Ora, os pequenos municípios brasileiros, mais especificamente os do interior fluminense, conforme citado anteriormente, dependem substancialmente dessas receitas serão os mais impactados. Vejamos os exemplos a seguir.
O município de Cantagalo teve uma receita total arrecadada no exercício de 2019 no montante de R$ 101.388.889,30. A arrecadação tributária, aquela diretamente arrecadada através de ações próprias do município, e que envolvem o IPTU, ISS e taxas diversas resultaram numa arrecadação de R$ 7.735.485,60. Os recursos diretamente arrecadados são 7.63% do total de suas receitas. O total de recursos recebidos por transferências correntes da União e do Estado dentre outras resultaram em R$ 78.510.901,60 o que representa 77,43% do total arrecadado.
Outros municípios da região como Cordeiro, Macuco, Bom Jardim, São Sebastião do Alto, Trajano de Morais e Duas Barras também seguem a mesma regra de Cantagalo. Para tanto, vejamos o gráfico abaixo que apresenta os números de cada um:
Como se pode observar, os municípios citados necessitam quase que integralmente dos repasses federal e Estadual. Nesse interim nem mencionamos as receitas clamadas “de capital” que são aquelas utilizadas integralmente para os investimentos, assim como receitas dos Fundos Previdenciários, que se destinam ao plano de aposentadoria dos servidores.
Com a Covid-19 ou Coronavirus chinês, e o consequente isolamento social na forma recomendada pela OMS como forma mais eficaz de combate à doença, pode provocar a queda de até 39,3% na arrecadação de impostos no Brasil. Esse número é resultado de um estudo do Instituto Brasileiro de Planejamento Tributário (IBPT), que considera as receitas tributárias da União, Estados e municípios do País (https://ibpt.com.br/noticia/2833/Queda-da-arrecadacao-tributaria-em-decorrencia-dos-efeitos-da-pandemia-do-Coronavirus).
Numa regra básica comparativa, mesmo que simplória inicialmente, se esse resultado realmente se concretizar, imagine o que ocorrerá nos municípios que mencionamos anteriormente? Em Municípios que dependem 70, 80 e alguns em até 90 por cento dos repasses de recursos, se esses recursos tiveram uma retração dos mencionados 39% apurados no estudo do IBPT no pior cenário imaginado, que seria o confinamento mantido até julho de 2020, o que acontecerá com as receitas dos mesmos? Essa resposta é óbvia!

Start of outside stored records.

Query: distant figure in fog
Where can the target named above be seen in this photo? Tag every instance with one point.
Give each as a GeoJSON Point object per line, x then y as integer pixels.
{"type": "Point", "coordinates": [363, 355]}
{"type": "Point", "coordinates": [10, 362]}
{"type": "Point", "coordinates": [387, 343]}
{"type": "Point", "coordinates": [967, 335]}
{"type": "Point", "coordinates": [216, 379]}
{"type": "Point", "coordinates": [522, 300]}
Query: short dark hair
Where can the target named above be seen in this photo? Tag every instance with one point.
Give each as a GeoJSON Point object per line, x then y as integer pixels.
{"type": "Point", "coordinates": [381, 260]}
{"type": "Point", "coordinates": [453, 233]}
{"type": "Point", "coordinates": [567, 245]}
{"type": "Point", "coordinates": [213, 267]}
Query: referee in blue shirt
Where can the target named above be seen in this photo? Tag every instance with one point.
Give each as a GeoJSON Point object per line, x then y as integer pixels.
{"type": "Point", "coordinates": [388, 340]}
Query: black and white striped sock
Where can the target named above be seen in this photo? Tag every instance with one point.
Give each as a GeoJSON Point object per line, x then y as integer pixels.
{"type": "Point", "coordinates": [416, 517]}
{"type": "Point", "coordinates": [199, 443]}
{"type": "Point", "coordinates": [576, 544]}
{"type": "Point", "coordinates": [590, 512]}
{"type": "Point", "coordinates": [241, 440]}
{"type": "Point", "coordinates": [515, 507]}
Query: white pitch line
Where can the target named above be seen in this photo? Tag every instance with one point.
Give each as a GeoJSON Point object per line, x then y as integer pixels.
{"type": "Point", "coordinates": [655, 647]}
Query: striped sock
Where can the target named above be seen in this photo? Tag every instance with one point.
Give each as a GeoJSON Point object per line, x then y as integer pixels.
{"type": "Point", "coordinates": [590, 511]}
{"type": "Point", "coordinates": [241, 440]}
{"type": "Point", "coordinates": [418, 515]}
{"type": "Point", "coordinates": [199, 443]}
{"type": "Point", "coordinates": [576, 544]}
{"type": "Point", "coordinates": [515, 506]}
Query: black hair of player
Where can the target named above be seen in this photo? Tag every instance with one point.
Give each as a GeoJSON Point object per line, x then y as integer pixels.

Sem querermos ser catastróficos, a realidade nos conduz para uma situação totalmente aterradora. Se utilizarmos como exemplo o município de Macuco, que é o maior dependente de repasses conforme citamos no gráfico anterior, a receita terá uma estimativa de redução de quase 17 milhões de reais no ano. E como ficará o pagamento de serviços essenciais de Saúde, Educação e Assistência Social? Como ficará o Prefeito para honrar com o pagamento dos seus funcionários? A resposta para essa pergunta nós não temos. O que podemos fazer é torcer para que essa pandemia acabe o mais rápido possível, para que voltemos às nossas atividades, mas sabemos que o retorno aos números de janeiro de 2020 demandará um esforço conjunto de toda a sociedade, e que será demorado.
As informações apresentadas neste foram obtidas através do site do Tribunal de Contas do Estado do Rio de Janeiro (www.tce.rj.gov.br), pelo fato de que muitos municípios não disporem as informações estabelecidas na Lei de Responsabilidade Fiscal – LC 101/200. Os sites de transparência de alguns municípios sequer abrem as páginas corretamente, e em alguns casos não apresentam quaisquer informações, demonstrando um desrespeito à Lei, bem como ao contribuinte que tem o direito de saber o que se passa na administração do seu município.